Stop! Don’t put that soda in the overhead bin


Coke 2litre bottles

My husband and I are seated on a plane, ready to head home after a family vacation. The plane is full. Everyone’s strapped in their seats, ready to go. Take-off begins. Wheels are up, we’re off the ground; as the plane banks left, we both feel cold liquid dripping on our heads. Certainly an ominous sign. Is the plane leaking? This can’t be good. We look up to see big cold drops of brown liquid, which appears to be soda, dripping out of the overhead compartment, splashing on my right side and his left.  The plane levels and straightens out, and the drip stops. This wasn’t just a few drops, more of a soda rain shower. Then, the plane banks left again, and the downpour restarts. By now everyone around us is involved. With each new cloudburst of soda, we hear a chorus of “ohs, eews, and oohs.” Everyone is mobilized. Folks in front and behind us are passing us wadded up Kleenex, folded newspapers, anything to sop up the drips. By now there’s a puddle on the seat between us, my right arm and leg are soaked. With each turn to the left, the downpour restarts. The fasten seat belt sign remains lit. And no help in sight from the flight attendants. We’re only three rows up from the back where some of them are seated, and they’d have to be blind and deaf, to not have noticed the commotion.

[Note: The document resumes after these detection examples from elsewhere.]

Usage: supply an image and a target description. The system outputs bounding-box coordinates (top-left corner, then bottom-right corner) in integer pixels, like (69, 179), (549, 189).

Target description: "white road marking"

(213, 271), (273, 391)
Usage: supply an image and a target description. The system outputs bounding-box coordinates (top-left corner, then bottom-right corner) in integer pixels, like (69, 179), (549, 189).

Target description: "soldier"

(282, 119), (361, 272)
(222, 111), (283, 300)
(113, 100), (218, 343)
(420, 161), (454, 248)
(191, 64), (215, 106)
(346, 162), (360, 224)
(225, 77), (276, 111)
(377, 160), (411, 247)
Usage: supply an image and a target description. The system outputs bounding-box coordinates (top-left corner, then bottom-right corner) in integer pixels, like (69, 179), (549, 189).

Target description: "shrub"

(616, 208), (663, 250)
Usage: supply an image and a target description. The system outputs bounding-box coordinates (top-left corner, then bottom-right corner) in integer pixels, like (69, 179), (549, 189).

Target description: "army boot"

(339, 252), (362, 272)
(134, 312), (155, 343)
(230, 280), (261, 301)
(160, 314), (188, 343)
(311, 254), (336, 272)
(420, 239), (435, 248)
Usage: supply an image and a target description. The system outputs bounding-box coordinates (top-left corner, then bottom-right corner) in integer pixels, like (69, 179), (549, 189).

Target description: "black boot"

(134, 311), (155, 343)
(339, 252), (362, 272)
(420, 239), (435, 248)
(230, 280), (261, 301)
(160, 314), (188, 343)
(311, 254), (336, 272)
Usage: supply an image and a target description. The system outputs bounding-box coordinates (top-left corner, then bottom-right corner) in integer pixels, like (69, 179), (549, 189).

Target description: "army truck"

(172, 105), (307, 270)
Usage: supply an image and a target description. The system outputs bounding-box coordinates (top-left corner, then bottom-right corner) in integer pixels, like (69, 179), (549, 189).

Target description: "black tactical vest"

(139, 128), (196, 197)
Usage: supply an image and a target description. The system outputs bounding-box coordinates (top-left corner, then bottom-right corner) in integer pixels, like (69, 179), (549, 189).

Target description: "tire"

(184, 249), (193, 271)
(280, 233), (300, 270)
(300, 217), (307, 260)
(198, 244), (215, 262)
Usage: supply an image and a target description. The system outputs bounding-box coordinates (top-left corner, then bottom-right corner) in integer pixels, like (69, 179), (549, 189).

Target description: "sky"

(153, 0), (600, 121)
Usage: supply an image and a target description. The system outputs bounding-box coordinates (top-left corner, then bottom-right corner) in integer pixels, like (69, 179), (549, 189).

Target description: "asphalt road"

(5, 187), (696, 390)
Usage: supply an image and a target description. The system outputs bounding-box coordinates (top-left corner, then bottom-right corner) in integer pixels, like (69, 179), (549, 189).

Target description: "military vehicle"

And so it goes. With each left turn the soda shower restarts. Are we supposed to just sit here being doused with soda for who knows how long, until the seat belt sign goes off? I have no idea how much is up there – could be a big bottle, a cup, who knows? It’s not okay to bring a 4-ounce bottle of shampoo on the plane, but apparently a Big Gulp is okay. Finally, I unfasten my seat belt so I can reach up and hold the wad of newspapers that someone has handed us right up against the bottom of the compartment to staunch the downpour. This helps some but I can’t do this for long. Then the chimes sound, which I take as a sign that it’s okay to get up. (Turns out it wasn’t.) My soggy husband and I leap from our seats and open the compartment. I need a better look, so now I’m standing on my seat so I can see what’s going on up there. Turns out there is a huge puddle of cold soda sloshing around in the compartment – probably from a bottle that was up there on a previous flight, or from someone’s bag who is afraid to fess up. So here I am, despite the fasten seat belt sign still lit, standing on my seat and mopping up the soda with sections of newspaper that surrounding passengers are passing to us. Still no reaction or help from the flight attendants.

Finally, the flight attendants arise from their coma, or whatever was keeping them from helping, and begin their trip down the aisle. As the closest attendant comes upon us, does she help, or at least ask what’s going on? No. she just expresses her annoyance that we are out of our seats and blocking the aisle. She agrees to bring us some paper towels, if we’d just get out of her way, for God’s sake. We wad up the paper towels into the edges of the compartment to stop the remaining drips that have seeped in under the frame. Every single flight attendant who passes by for the rest of the flight expresses annoyance and asks  why we have these towels shoved up in there. Not “are you okay?”, “do you need anything else?” or “I’m sorry you were doused with cold soda.”

Thank goodness the commotion was only about dripping soda, and not a serious malfunction with the plane, an illness or seizure, or worse yet, a terrorist scuffle. I’ve been seated with wacky people, crying babies and toddlers, kids kicking the back of my seat, and now this. What is your worst inflight experience, and how did you handle it?

(Addendum: I later shared my complaint about the above incident with the airline’s customer service. The agent acknowledged that the flight attendants should have been more attentive and helpful during this incident, and gave me a voucher for a miniscule discount on a future flight.)